Plaintiff’s counsel Kurt Lloyd retained one of the world’s leading lung cancer surgeons, who testified that a person with a malignant lung tumor less than 3.0 cm in size has a seventy percent chance of survival with timely diagnosis and treatment.
Estate of Lucas v. Roper, M.D. $1 Million Settlement
A surviving widow and her two children filed a wrongful death case against a surgeon for not doing a timely exploratory surgery to determine the cause of the patient’s diarrhea, cramping, and lower abdominal pain for past three days. The defendant claimed that he delayed the surgery, because the patient weighed 350 pounds making him to large for abdominal CT-scan to be performed and refused surgery, but no documentation of a refusal to accept medical treatment against medical advice was charted. The patient died of peritonitis which had resulted from an undiagnosed perforation to his bowel. The defendant only had a $1 million insurance policy.

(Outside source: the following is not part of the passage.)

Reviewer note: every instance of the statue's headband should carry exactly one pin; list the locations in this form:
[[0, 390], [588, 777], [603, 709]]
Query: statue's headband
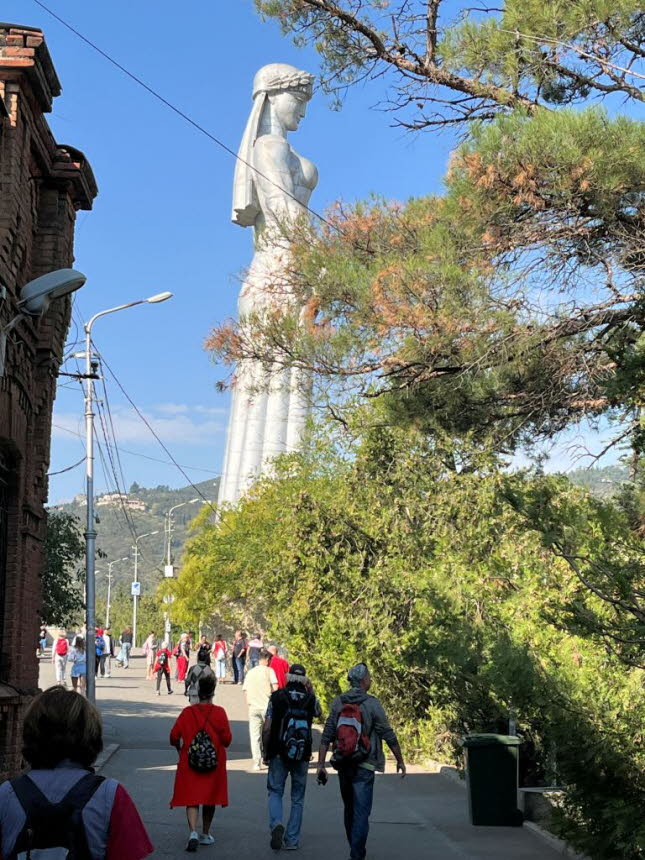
[[278, 77]]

Estate of Lucas v. Roper, M.D. $1,000,000
The plaintiff’s estate sued defendant surgeon for the failure to timely perform an exploratory surgery to determine the cause of the patient’s diarrhea, cramping, and lower abdominal pain for past three days. The defendant claimed he could not obtain an abdominal CT scan, because the patient weighed 350 pounds making him to large for abdominal CT-scan and that the patient had refused surgery, but no documentation of a refusal to accept medical treatment against medical advice was charted. The patient died of peritonitis which had resulted from a delayed diagnosis of a perforated bowel.
Estate of Moore v. Wrona, MD and St. Joseph’s Medical Center $2,475,000
This maternal death case arose as a result of a necrotizing fasciitis infection to the mother’s episiotomy and laceration wound which was contracted at the time of delivery.
The plaintiff’s counsel retained an obstetrical expert with a specialty in maternal infections who testified to the negligence of the defendants and demonstrated that, even though the death rate for this infection was 70%, Melinda should have survived with timely, appropriate treatment.
Estate of Barksdale v. Horowitz, DDS $1,000,000 (policy limit)
The plaintiff’s mother filed a wrongful death case against an oral surgeon for the loss of her twenty-year-old daughter who died from a cardio-respiratory arrest after extraction of a wisdom tooth under anesthesia. The plaintiff alleged that the oral surgeon terminated recovery room monitoring before the patient had sufficiently awakened after conscious sedation.
This case has resulted in more vigilant monitoring of anesthesia patients in dental offices.
Estate of Urbanski v. Lerner, MD $1,500,000
The plaintiff sued for the wrongful death of his wife Patricia, alleging that she died from a delay in diagnosis of breast cancer, because the defendant internist failed to recommend routine annual screening mammograms to her after her fiftieth birthday.
Estate of Thomas, deceased v. Advocate Christ Hospital and Medical Center $1,000,000
The deceased plaintiff, age 65 and obese, was admitted for hernia surgery. Nursing staff did not follow procedures for pre-operative and post-operative assessment of the plaintiff for risk of venous thromboembolism (‘blood clots”) and notify physicians, which resulted in a delay in heparin drug prevention. The plaintiff died one day after discharge home from a large saddle pulmonary embolism. The plaintiff had history of Stage III colon cancer with risk of recurrence at time of death.